Pada tanggal 15 Februari, serbuan pasukan Jepang benar-benar tak bisa dibendung.

Pasukan Sekutu yang bertahan di Fort Canning dan kehabisan amuniasi artleri udara akhirnya memutuskan untuk menyerah.

Jenderal Percival lalu mengirim utusan ke markas komando Yamashita. Tapi utusan Percival disuruh balik dan Yamashita menghendaki kehadiran langsung Percival.

Sebagai pihak yang kalah dan tak memiliki pilihan, Percival akhirnya memenuhi semua keinginan Yamashita dan menandatangai penyerahan tanpa syarat pasukan Sekutu di Cathay Building, Singapura.

Tokyo yang bangga atas kekalahan pasukan Sekutu lalu memberi mandat kepada Yamashita untuk sepenuhnya menentukan hidup mati tawanan Sekutu dan penduduk sipil lainnya.

Inisiatif penyerahan diri pasukan Sekutu yang dilakukan Jenderal Percival sebenarnya bertujuan agar Jepang memperlakuakn tawanan secara manusiawi.

Namun, tawanan pasukan Sekutu yang jumlahnya lebih dari 50.000 itu ternyata mendapat perlakuan yang sangat bururk dari pasukan Jepang.

Para tawanan dikumpulkan di penjara Changi tanpa fasilitas yang memadai. Mereka dibiarkan kelaparan dan kepanasan di bawah terik matahari.

Sebagian besar tawanan dikirim Borneo dan Burma untuk menjalani kerja paksa. Puluhan ribu di antarnya tewas karena kelaparan, penyakit, dan eksekusi.

Ironisnya, sekitar 30.000 pasukan Sekutu dari India berhasil dibujuk dan bergabung dengan Jepang. Mereka kemudian turut bertempur di berbagai medan di kawasan Asia, khususnya Burma.

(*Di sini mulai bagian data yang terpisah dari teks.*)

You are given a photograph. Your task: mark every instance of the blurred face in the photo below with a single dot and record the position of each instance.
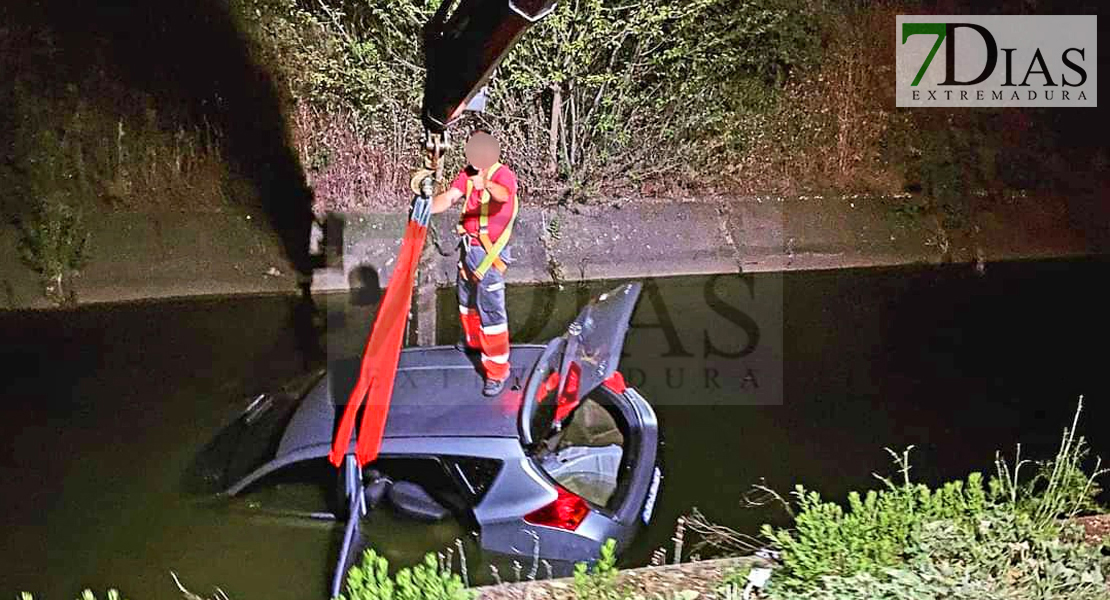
(482, 150)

Penduduk Singapura dari etnis China juga mendapat perlakuan biadab. Etnis China Singapura yang selama ini membantu saudara-saudara memerangi pasukan Jepang di China banyak sekali yang ditangkap dan dieksekusi tentara Jepang.

Salah satu ambisi Jepang menguasai Singapura memang bertujuan untuk melancarkan balas dendam terhadap etnis China.

Akibat aksi balas dendam itu korban yang jatuh pun makin menjadi-jadi. Sekitar 5000 penduduk sipil etnis China dibantai oleh pasukan Jepang.